Convergence x Crossroads: Street Art from the Southwest
opening: Friday, June 7, 2024
on view: June 7, 2024–February 23, 2025
The National Hispanic Cultural Center (NHCC) is thrilled to welcome a new art exhibition that celebrates an art form that often goes under appreciated but acts as a great marker of place in so many communities: street art.
Opening Friday, June 7, 2024 at the NHCC Visual Art Museum, Convergence x Crossroads: Street Art from the Southwest highlights the beauty and ingenuity of the street art scenes across the American Southwest and in Northern Mexico.
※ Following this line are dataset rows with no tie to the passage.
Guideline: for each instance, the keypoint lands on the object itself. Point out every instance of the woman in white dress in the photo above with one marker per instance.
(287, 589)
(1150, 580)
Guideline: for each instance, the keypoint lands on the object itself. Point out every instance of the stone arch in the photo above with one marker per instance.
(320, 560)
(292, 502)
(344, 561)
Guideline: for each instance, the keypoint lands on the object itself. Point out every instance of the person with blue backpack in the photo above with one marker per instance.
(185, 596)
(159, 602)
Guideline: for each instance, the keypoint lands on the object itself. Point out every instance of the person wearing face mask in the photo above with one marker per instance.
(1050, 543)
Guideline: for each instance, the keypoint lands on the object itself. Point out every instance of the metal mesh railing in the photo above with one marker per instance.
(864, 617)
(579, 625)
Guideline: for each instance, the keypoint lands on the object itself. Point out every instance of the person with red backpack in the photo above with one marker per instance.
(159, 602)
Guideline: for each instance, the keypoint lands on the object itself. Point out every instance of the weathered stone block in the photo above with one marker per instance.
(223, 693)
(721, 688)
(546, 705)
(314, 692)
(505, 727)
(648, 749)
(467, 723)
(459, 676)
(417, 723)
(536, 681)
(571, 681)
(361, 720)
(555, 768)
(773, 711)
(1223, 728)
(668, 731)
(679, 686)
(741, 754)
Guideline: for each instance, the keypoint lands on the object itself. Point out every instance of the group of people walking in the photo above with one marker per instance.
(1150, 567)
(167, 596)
The exhibition explores the webs that connect graffiti art, murals, and practices of placemaking in predominantly Hispanic and Latinx neighborhoods through a collection of more than ninety individual works of art.
Often considered ‘outsider art,’ street art holds a unique and somewhat contested place in the art world. Many artists working in the medium began by tagging buildings and exploring graffiti and choose to remain anonymous and work in the dark of night as their works often go up in “illegal” locations. Because of that, many artists in the field have complicated relationships with museums and the nuance of their work has, at times, been overlooked. Convergence x Crossroads looks beyond the restraints of museums and related institutions, showing that at its core, street art is about skill and ingenuity, community accessibility, neighborhood reclamation, peer mentorship, and culture.
Convergence x Crossroads showcases a wide range of artwork from more than thirty artists who identify as Chicano/a/x, Latino/a/x, Indigenous, and Native American, working in New Mexico, Texas, Arizona, California, and Northern Mexico. The more than ninety pieces of art on display vary by medium, from canvas, to painted records, to the adorned hood of a Chevrolet Impala. A blacklight room will showcase a specific artwork from a unique perspective. The work shows the wide variety of mediums, perspectives, and styles that are part of the street art and mural movement in the Southwest.